Mio padre amava la serie TV “Il Tenente Colombo”. Rideva ogni volta che Colombo diceva la sua caratteristica frase “Solo un’altra cosa” dopo che una conversazione sembrava ormai finita.
Questo è proprio un momento da “solo un’altra cosa”. Poiché presto lascerò il mio incarico alle Nazioni Unite, vorrei condividere un pensiero finale.
Prima, però, devo dire che rappresentare la Congregazione della Missione all’ONU negli ultimi cinque anni è stato l’onore più grande della mia vita. Un onore immeritato, ma un ruolo che ho cercato di portare avanti con la dignità e il rispetto che la Congregazione merita.
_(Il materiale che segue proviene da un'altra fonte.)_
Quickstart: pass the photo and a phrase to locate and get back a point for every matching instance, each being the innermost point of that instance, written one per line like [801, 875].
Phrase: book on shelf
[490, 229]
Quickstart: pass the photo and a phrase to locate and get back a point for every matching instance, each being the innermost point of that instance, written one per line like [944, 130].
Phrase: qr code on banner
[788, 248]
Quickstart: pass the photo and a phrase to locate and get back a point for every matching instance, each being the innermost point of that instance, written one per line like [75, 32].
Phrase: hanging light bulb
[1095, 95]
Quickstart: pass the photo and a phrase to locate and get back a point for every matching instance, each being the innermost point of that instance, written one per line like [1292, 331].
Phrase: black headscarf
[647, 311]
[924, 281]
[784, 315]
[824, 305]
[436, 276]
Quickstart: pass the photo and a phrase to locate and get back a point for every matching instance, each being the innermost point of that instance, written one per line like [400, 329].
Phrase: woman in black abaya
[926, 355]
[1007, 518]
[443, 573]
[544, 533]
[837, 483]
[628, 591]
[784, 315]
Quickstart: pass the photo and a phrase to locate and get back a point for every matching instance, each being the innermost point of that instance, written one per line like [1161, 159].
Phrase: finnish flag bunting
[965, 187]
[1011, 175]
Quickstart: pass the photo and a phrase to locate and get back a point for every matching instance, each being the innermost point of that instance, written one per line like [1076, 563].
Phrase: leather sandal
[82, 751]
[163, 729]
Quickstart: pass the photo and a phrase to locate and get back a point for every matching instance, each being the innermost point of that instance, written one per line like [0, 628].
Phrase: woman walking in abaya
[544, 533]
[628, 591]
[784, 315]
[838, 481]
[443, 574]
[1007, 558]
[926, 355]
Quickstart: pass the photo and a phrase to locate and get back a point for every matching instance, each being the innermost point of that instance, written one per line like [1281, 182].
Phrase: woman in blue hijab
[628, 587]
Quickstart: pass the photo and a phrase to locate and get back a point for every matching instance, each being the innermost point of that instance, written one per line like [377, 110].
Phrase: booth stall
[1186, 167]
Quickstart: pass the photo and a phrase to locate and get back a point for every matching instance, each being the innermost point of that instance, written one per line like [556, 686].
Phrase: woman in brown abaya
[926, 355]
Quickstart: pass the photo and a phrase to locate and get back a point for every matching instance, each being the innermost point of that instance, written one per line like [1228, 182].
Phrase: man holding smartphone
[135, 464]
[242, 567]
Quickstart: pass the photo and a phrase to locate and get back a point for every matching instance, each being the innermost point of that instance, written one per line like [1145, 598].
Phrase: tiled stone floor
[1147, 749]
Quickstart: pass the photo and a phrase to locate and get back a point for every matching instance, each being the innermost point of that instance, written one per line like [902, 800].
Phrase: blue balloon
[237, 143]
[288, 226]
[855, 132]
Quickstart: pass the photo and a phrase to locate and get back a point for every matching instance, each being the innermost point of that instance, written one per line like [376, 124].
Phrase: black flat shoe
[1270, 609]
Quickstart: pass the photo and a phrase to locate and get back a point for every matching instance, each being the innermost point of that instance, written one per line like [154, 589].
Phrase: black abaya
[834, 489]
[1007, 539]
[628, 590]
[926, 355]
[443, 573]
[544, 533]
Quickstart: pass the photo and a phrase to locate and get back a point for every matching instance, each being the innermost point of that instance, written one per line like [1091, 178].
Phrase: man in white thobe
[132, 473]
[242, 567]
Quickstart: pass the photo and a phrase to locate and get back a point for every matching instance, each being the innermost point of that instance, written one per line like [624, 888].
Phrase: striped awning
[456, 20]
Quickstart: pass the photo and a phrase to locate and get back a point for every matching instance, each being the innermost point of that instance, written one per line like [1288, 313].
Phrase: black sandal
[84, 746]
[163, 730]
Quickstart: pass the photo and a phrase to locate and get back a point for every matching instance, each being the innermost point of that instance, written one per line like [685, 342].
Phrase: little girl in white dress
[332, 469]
Un altro privilegio di questo incarico è stato lavorare insieme a splendide ONG appartenenti agli altri rami della Famiglia Vincenziana, che sono state per me una costante fonte di ispirazione.
Credo che la CM debba essere presente e attiva alle Nazioni Unite. Come tutti i rami della Famiglia, i confratelli hanno una storia da raccontare, una storia potente sulle lotte delle persone reali nei 96 Paesi dove la CM opera. Persone considerate—e trattate—come gli ultimi e i più poveri tra noi. Persone nella povertà, non invitate ai tavoli del potere e delle decisioni; il loro contributo alle soluzioni raramente viene richiesto, anche se spesso sono proprio loro a sapere cosa serve fare. È una storia che non nasce dalla teoria o dagli studi universitari, ma dal contatto personale, dal coinvolgimento diretto con chi vive nella povertà. Persone evangelizzate che a loro volta evangelizzano dagli abissi del loro bisogno, della loro generosità, della loro totale dipendenza da Dio.
La nostra Famiglia conosce bene queste persone. Ed è necessario raccontare la loro storia nei luoghi del potere: le persone che detengono il potere hanno bisogno di ascoltarla, altrimenti continuano a muoversi in una bolla chiusa fatta di documenti e protocolli diplomatici che impediscono una reale comprensione di ciò che avviene quotidianamente a livello di base.
Hanno bisogno di aiuto per restare ancorati alla realtà. E a volte lo ammettono anche! Per quanto riguarda l’Agenda 2030 per le Persone e il Pianeta, con i suoi 17 obiettivi di sviluppo sostenibile, ambasciatori e funzionari ONU ammettono talvolta di aver bisogno del contributo della “società civile”, perché le comunità di base rappresentate dalle ONG conoscono meglio di tutti cosa funziona (o meno) a livello locale, che è quello davvero cruciale.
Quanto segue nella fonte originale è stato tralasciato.